If President Trump says something dubious, you better believe CNN will be there with an immediate fact-check. They sometimes do it right there in the on-air news chyron.

The same can’t really be said for the network’s handling of equally doubtful things said by Democratic lawmakers.

Take, for example, the difference this week in CNN's coverage of Trump’s campaign rally in Montana versus its coverage of Rep. Joaquin Castro’s, D-Texas, appearance Friday morning on its own network.

The president said Thursday evening in Missoula that the midterms are “going to be an election of the caravan. You know what I'm talking about."

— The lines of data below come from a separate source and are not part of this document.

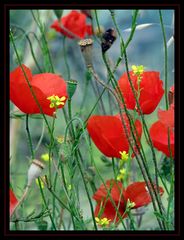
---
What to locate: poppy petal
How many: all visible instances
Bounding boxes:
[94,201,127,223]
[158,107,174,128]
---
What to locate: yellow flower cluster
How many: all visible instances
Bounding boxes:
[95,217,111,226]
[41,153,49,162]
[126,198,135,209]
[132,65,144,76]
[119,151,128,162]
[47,95,66,108]
[116,168,126,181]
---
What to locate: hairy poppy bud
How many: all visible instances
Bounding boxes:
[27,159,45,186]
[101,28,116,53]
[67,80,77,99]
[81,9,92,19]
[79,38,93,67]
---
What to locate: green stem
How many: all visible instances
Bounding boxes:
[38,178,57,230]
[63,36,70,81]
[26,114,35,159]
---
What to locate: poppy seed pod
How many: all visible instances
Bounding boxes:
[27,159,45,187]
[78,38,93,68]
[67,80,77,99]
[101,28,116,53]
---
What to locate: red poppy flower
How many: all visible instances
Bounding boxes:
[9,188,18,216]
[87,114,142,158]
[150,107,174,157]
[168,85,174,105]
[10,65,67,116]
[118,71,164,114]
[93,179,164,223]
[51,10,92,38]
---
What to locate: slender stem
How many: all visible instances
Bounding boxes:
[26,114,35,159]
[38,178,57,230]
[31,10,54,73]
[63,36,70,80]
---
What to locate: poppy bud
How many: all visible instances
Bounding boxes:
[78,38,93,67]
[81,9,92,19]
[67,80,77,99]
[27,159,45,187]
[94,26,105,37]
[101,28,116,53]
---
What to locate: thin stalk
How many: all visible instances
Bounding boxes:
[26,114,35,159]
[31,10,54,73]
[63,36,70,81]
[38,178,57,230]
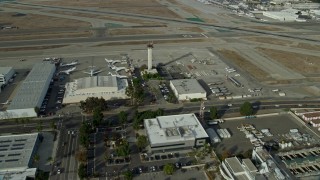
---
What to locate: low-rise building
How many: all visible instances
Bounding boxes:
[0,133,39,172]
[0,67,15,88]
[220,157,258,180]
[0,62,56,119]
[144,114,209,152]
[63,76,128,104]
[170,79,207,101]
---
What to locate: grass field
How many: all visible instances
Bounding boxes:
[218,49,269,81]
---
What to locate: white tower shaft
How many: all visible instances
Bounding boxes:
[148,47,152,70]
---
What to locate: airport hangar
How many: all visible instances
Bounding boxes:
[0,62,56,119]
[170,79,207,101]
[0,67,15,92]
[63,76,128,104]
[0,133,40,179]
[144,114,209,153]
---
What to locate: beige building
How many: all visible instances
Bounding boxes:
[63,76,128,104]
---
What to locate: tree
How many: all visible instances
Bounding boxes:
[240,101,253,116]
[163,163,175,175]
[118,111,128,125]
[140,64,148,71]
[92,108,103,128]
[76,149,87,163]
[221,150,231,161]
[33,154,40,167]
[50,121,56,129]
[34,106,40,114]
[123,170,133,180]
[137,135,148,151]
[78,163,87,179]
[210,107,218,119]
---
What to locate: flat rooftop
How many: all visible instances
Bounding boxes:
[0,67,12,75]
[7,62,56,110]
[225,157,244,173]
[0,133,38,171]
[170,79,206,94]
[144,114,208,146]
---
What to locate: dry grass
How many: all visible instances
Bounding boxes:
[242,36,292,46]
[0,31,92,41]
[179,27,204,33]
[47,11,165,26]
[0,13,91,29]
[0,45,67,52]
[95,39,206,47]
[28,0,179,18]
[256,48,320,75]
[292,43,320,51]
[246,26,283,31]
[218,49,269,81]
[108,28,163,36]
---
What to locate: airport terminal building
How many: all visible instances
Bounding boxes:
[63,76,128,104]
[0,62,56,119]
[170,79,207,101]
[144,114,209,153]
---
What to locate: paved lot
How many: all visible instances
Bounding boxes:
[213,114,313,154]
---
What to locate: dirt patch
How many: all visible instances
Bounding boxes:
[246,26,283,31]
[256,48,320,75]
[179,27,204,33]
[46,11,165,26]
[241,36,293,46]
[108,28,163,35]
[0,31,92,41]
[0,45,67,52]
[0,13,91,29]
[94,39,206,47]
[27,0,179,18]
[218,49,269,81]
[291,43,320,51]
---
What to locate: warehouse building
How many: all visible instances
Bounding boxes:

He added: "As you know, I'm willing to send the military to defend our southern border if necessary, all 'cause – because of the illegal immigration onslaught brought by the Democrats because they refuse to acknowledge or to change the laws. They like it. They also figure everybody coming in is going to vote Democrat, you know. Hey, they're not so stupid when you think about it, right?"

CNN’s online and television news desk wasted little time responding.

Anchor Don Lemon claimed hours after the rally with a mournful shake of his head that the president was guilty of “falsely claiming that Democrats are to blame for illegal immigration.”

CNN published an entire story the next day with the headline, “Trump claims (without evidence) that Dems are behind migrant caravan ahead of midterms.”

In contrast, the network has gone relatively easy on Rep. Castro, who claimed Friday on CNN’s own airwaves that Trump’s son-in-law, Jared Kushner, may have ordered the alleged torture, murder, and dismemberment of Saudi journalist Jamal Khashoggi.

“Let me get to the point that I think is most disturbing right now. The reporting that Jared Kushner may have, with US intelligence, delivered a hit list, an enemies list to the crown prince, to MBS in Saudi Arabia, and that the prince then may have acted on that, and one of the people that he took action against is Mr. Khashoggi,” Castro said Friday.

To CNN’s Poppy Harlow’s great credit, she interrupted the congressman to make it clear to her viewers that her network did “not have that reporting.”

“I’m not sure where you’re getting that,” she said.

“There has been reporting to that effect. I’ve seen reporting to that effect,” Castro responded.

"Not CNN's reporting," Harlow muttered.

Unfortunately, that's where the fact-checking ended. Though Harlow pushed back during the interview, neither she nor anyone else at CNN has gone so far as to accuse Castro of producing a claim “without evidence.” No CNN host has not gone so far as to accuse the congressman of lying. CNN has not published a story noting Castro has zero evidence to back his Kushner hit-list theory.

For the same network that published stories including “Trump, without evidence, claims he 'saved' Miss Universe's job,” “House Republican, without evidence, suggests new texts show misconduct of former FBI officials,” “Trump's attorney claims, without evidence, the President's 2017 interview on Comey firing was edited,” “Trump claims (without evidence) Obama nearly launched war with North Korea,” and “Trump claims (without evidence) that Dems are behind migrant caravan ahead of midterms,” one would think they’d be similarly tough on Castro’s baseless but far more consequential conspiracy mongering.

Maybe someone at CNN will say something later this evening. Maybe.

Full disclosure: This author is a paid contributor with CNN/HLN.